FAQs About Frozen Shoulder and Physical Therapy
1. How long does it take to recover from frozen shoulder with physical therapy?
Recovery varies, but most people improve within 6–12 months. Consistent exercises and guidance from a therapist can speed up recovery.
2. Can frozen shoulder heal without physical therapy?
In rare cases, it may improve on its own, but without therapy, the process can take years and full mobility may never return. Physical therapy shortens recovery time and prevents complications.
3. Should I do frozen shoulder exercises every day?
Yes, daily gentle stretching and movement are encouraged. Just avoid overdoing it and take rest days if soreness increases.
4. Is massage helpful for frozen shoulder?
Yes, massage can reduce muscle tension and improve circulation. Pairing massage with physical therapy often leads to better results.

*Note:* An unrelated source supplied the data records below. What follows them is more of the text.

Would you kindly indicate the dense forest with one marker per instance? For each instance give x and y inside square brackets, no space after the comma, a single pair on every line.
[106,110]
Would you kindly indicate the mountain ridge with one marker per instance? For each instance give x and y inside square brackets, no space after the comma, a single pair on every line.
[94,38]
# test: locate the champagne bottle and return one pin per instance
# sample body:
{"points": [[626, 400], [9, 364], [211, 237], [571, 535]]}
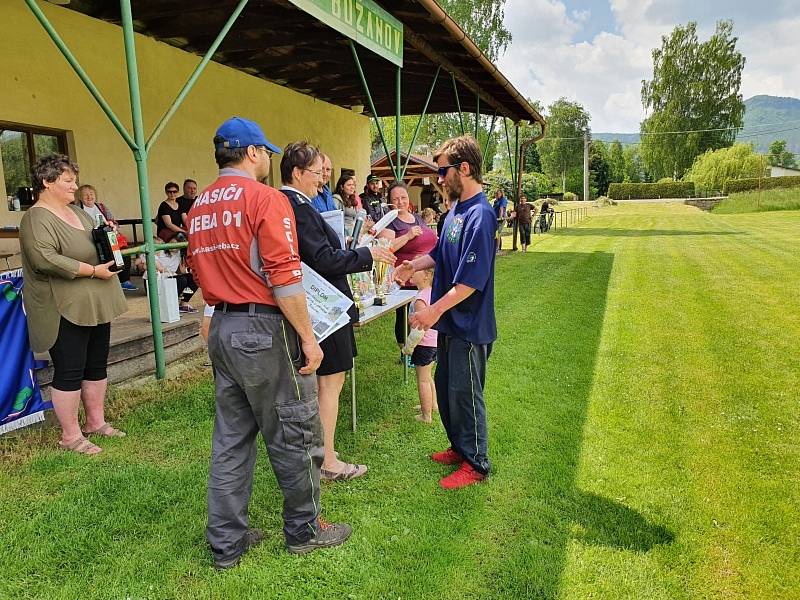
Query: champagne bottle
{"points": [[414, 337], [106, 244]]}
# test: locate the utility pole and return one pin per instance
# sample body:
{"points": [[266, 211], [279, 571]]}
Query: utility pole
{"points": [[586, 166]]}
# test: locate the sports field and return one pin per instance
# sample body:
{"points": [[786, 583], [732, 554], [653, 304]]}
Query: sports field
{"points": [[644, 429]]}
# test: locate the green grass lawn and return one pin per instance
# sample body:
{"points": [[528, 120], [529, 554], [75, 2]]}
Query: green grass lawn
{"points": [[760, 201], [642, 401]]}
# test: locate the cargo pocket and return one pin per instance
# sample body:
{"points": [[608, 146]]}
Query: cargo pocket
{"points": [[249, 341], [250, 352], [298, 422]]}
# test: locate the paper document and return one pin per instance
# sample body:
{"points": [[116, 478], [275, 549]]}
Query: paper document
{"points": [[327, 306]]}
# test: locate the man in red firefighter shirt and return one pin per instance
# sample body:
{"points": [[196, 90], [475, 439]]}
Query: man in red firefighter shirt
{"points": [[243, 250]]}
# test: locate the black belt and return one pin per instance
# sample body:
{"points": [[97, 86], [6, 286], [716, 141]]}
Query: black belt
{"points": [[256, 308]]}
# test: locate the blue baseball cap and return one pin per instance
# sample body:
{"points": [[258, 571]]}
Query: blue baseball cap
{"points": [[237, 132]]}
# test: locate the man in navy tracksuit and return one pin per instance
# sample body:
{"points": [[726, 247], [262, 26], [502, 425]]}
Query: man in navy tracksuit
{"points": [[462, 310]]}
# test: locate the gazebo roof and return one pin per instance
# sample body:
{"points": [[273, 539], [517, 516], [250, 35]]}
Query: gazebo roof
{"points": [[275, 40]]}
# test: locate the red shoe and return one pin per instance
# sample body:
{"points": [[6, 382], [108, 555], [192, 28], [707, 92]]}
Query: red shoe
{"points": [[447, 457], [465, 476]]}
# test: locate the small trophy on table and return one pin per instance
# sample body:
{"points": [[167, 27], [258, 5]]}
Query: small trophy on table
{"points": [[380, 272]]}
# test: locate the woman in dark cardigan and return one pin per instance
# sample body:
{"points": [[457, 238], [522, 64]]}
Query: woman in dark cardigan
{"points": [[320, 249]]}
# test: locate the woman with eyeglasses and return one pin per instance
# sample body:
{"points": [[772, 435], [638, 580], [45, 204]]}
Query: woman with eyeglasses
{"points": [[169, 220], [70, 301], [410, 237], [320, 249]]}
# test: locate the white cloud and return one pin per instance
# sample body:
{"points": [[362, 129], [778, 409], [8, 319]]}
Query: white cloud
{"points": [[546, 60]]}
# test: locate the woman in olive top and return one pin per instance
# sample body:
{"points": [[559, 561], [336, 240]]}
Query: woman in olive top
{"points": [[70, 301]]}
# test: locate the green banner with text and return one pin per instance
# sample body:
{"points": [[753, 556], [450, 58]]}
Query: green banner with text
{"points": [[362, 21]]}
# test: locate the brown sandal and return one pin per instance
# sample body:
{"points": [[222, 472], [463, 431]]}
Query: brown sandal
{"points": [[106, 430], [81, 446], [347, 473]]}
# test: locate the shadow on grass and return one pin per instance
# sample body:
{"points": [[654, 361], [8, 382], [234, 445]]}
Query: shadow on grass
{"points": [[549, 338], [138, 509], [611, 232], [509, 537]]}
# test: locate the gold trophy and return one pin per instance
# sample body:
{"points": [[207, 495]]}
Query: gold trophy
{"points": [[380, 270]]}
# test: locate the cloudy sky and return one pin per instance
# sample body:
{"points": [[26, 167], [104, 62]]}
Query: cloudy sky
{"points": [[596, 52]]}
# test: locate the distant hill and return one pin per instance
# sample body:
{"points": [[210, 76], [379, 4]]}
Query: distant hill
{"points": [[761, 112]]}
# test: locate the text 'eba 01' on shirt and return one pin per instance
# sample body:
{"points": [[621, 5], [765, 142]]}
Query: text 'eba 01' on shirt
{"points": [[465, 253], [242, 242]]}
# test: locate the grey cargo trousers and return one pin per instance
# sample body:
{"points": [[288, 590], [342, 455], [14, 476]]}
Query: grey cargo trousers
{"points": [[258, 389]]}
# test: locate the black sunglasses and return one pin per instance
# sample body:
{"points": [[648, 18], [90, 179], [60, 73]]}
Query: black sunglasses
{"points": [[442, 171]]}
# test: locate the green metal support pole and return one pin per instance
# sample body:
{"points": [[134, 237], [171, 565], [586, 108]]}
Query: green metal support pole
{"points": [[419, 123], [508, 147], [42, 18], [489, 137], [140, 155], [515, 229], [458, 104], [397, 114], [195, 75], [477, 114], [371, 104], [516, 162]]}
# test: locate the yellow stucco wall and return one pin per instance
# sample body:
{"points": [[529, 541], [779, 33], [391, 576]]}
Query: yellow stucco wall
{"points": [[40, 88]]}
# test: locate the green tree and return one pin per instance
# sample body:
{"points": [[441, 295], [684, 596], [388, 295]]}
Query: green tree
{"points": [[695, 86], [561, 150], [634, 168], [779, 156], [599, 169], [616, 162], [482, 21], [712, 169]]}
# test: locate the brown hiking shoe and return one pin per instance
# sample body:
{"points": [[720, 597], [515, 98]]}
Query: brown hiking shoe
{"points": [[328, 535]]}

5. Can frozen shoulder come back after recovery?
It can, especially in the other shoulder. Keeping your shoulders active and doing occasional stretches can help prevent recurrence.
Final Thoughts
Frozen shoulder can feel like a long and painful journey, but with patience and the right exercises, recovery is very possible. The key is consistency, gentle movement, and listening to your body. These physical therapy exercises can be done at home with little to no equipment and have helped thousands regain comfort and confidence in their shoulder movement.
If you’re dealing with frozen shoulder now, take it one step—and one stretch—at a time. And remember: movement is medicine.